The Modulus 18986432541971
The n exponent 65537
The private key 6313259843585


Now we have all the numbers we need.  The modulus, and n is publicly broadcast as the public key, while the private key is kept secret.  To encrypt data, the formula is (plain text)^n mod modulus.

To efficiently take the modulus of a large exponential number, we use the following properties of modulo division as demonstrated in this example:

$$
a \enspace mod \enspace b = c
$$
$$
a^2 \enspace mod \enspace b = c^2 \enspace mod \enspace b = d
$$
$$
a^4 \enspace mod \enspace b = d^2 \enspace mod \enspace b = e
$$
$$
a^8 \enspace mod \enspace b = e^2 \enspace mod \enspace b = f
$$

To calculate 
$
a^{13} \enspace mod \enspace b
$
would be equivalent to 
$
(a^8 \enspace mod \enspace b \times a^4 \enspace mod \enspace b \times a \enspace mod \enspace b ) \enspace mod \enspace b
$

Which can be expressed as 
$
(f \times e \times c) \enspace mod \enspace b
$
using the coefficients in the table above

The trick to tackling a large exponential modulo function (even when the numbers are hundreds of digits long) is to determine all necessary squared modulo coefficients, then multiply the necessary corresponding coefficients so that the product equates to the original number, and determine its modulus.
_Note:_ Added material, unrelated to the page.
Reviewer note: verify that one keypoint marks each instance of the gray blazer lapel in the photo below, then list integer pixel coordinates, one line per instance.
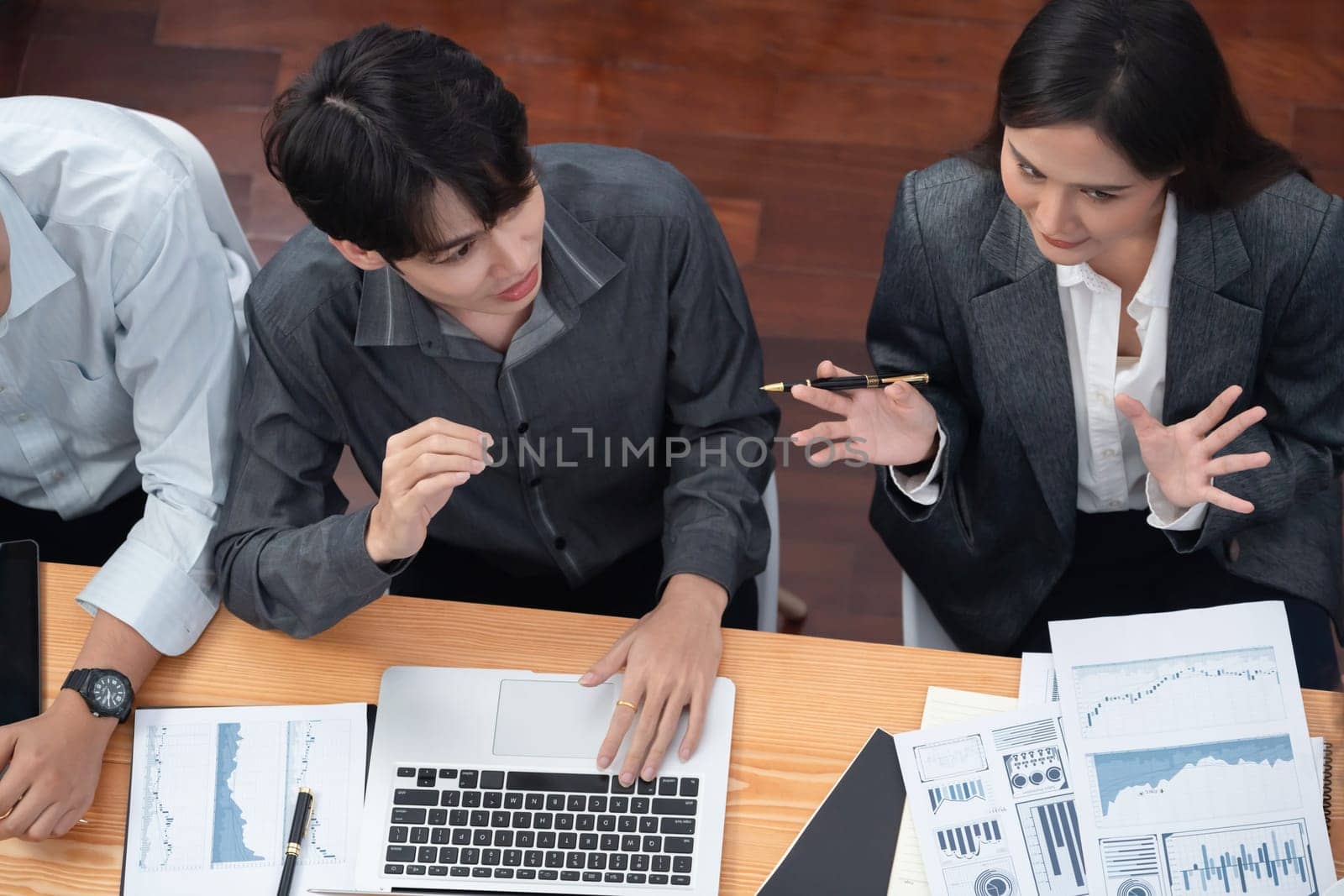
(1213, 340)
(1021, 332)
This effect is reflected in the ModuloExponent function defined earlier in the first code box.


Now we have all the necessary fuctions and variables defined.  We will attempt to encrypt a number

In [22]:
#Replace the plaintext variable with any number you like
plaintext = 2

Now to encrypt it using the modulo exponent function.  We will take the plaintext to the nth power mod Modulus

In [23]:
ciphertext = ModuloExponent(plaintext, n, modulus)
print("The plaintext number has been changed to: ",ciphertext)

The plaintext number has been changed to:  11201462320055


The ciphertext variable is now the encrypted plaintext number.  The cipher text can be safely sent throughout the internet and only the person with the private key can decrypt it.  To decrypt the ciphertext, we take the cipher text to the private key's power mod Modulus.

In [24]:
decryptedtext = ModuloExponent(ciphertext, pkey, modulus)
print("The decrypted number is: ", decryptedtext)
print("which should match with the original plaintext", plaintext)

The decrypted number is:  2
which should match with the original plaintext 2